Ella me mira y dice, sin dudar—Véndela.
Eso no me lo esperaba. Pensé que le daría vueltas al tema otros dos años, y luego dos más, y así hasta quién sabe cuándo.
—Está bien —digo, tratando de sonar indiferente—. ¿Cuándo tienes pensado ir a buscar las cosas que están allá? Me refiero a fotos y demás artículos que sé que guardan un valor sentimental para ti.
La veo y se le anegan los ojos con lágrimas.
—No puedo ir yo —me dice, con la voz quebrada.
—Entiendo —respondo—. Entonces contrataré a alguien para que recoja las cosas y te las lleve a casa.
—No —me interrumpe—. Un extraño no va a tener el cuidado de no romper o botar algo importante. Ve tú, Alex. Yo te hago una lista y me las llevas.

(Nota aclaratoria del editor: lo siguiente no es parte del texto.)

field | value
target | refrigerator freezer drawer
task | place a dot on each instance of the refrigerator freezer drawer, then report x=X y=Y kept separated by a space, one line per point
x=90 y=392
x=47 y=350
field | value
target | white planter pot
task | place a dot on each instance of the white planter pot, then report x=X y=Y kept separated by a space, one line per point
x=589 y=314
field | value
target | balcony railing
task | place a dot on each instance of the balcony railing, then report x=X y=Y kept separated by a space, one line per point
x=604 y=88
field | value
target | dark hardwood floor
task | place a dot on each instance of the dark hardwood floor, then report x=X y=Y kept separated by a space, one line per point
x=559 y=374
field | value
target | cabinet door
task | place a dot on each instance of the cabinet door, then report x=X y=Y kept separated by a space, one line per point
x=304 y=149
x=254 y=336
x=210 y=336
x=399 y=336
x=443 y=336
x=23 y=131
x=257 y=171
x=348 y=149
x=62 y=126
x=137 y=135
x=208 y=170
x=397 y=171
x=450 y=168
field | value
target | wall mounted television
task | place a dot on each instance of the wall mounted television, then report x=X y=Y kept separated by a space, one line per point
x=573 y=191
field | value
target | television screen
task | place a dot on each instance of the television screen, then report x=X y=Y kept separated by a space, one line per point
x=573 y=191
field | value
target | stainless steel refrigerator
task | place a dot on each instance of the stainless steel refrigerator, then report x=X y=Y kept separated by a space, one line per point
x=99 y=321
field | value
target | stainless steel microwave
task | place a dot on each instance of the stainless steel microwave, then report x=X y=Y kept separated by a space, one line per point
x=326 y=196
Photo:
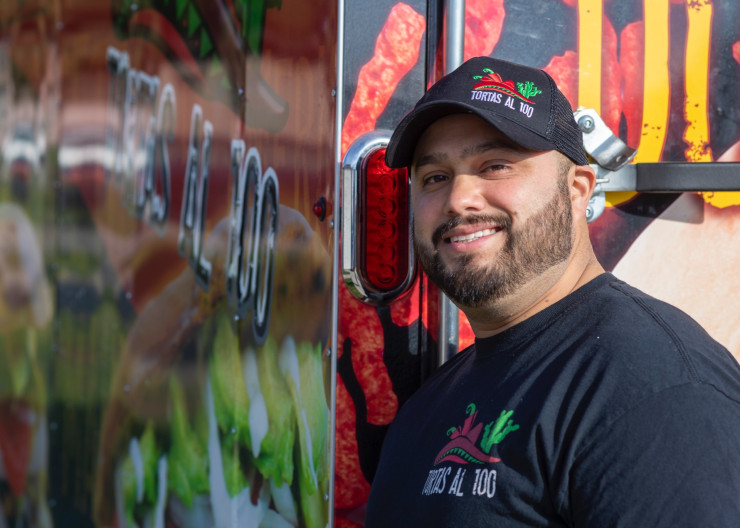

Sé lo que está tratando de hacer, y se lo hago saber—No, madre, no puedo ser yo. Tengo mucho trabajo.
Ella se defiende, con esa mirada que siempre me gana—Nunca te pido nada, Alex. Luego de esto, no te vuelvo a pedir nada más.
Después de analizar bien cómo afectó el tema a mi madre, termino aceptando. Pero le advierto:
—Solo estaré dos semanas, nada más.
Con eso doy por terminada la conversación sobre la casa de la playa. Mi madre sonríe, satisfecha, y vuelve a llenar mi taza de café. Mientras la observo, no puedo evitar recordar cómo esa casa fue testigo de tantos momentos felices: los veranos con mi padre, las tardes jugando en la arena, las noches de historias alrededor de una fogata. Venderla sería como cerrar un capítulo que nunca supe cómo terminar. Pero tal vez sea hora de dejar ir lo que ya no puedo cambiar.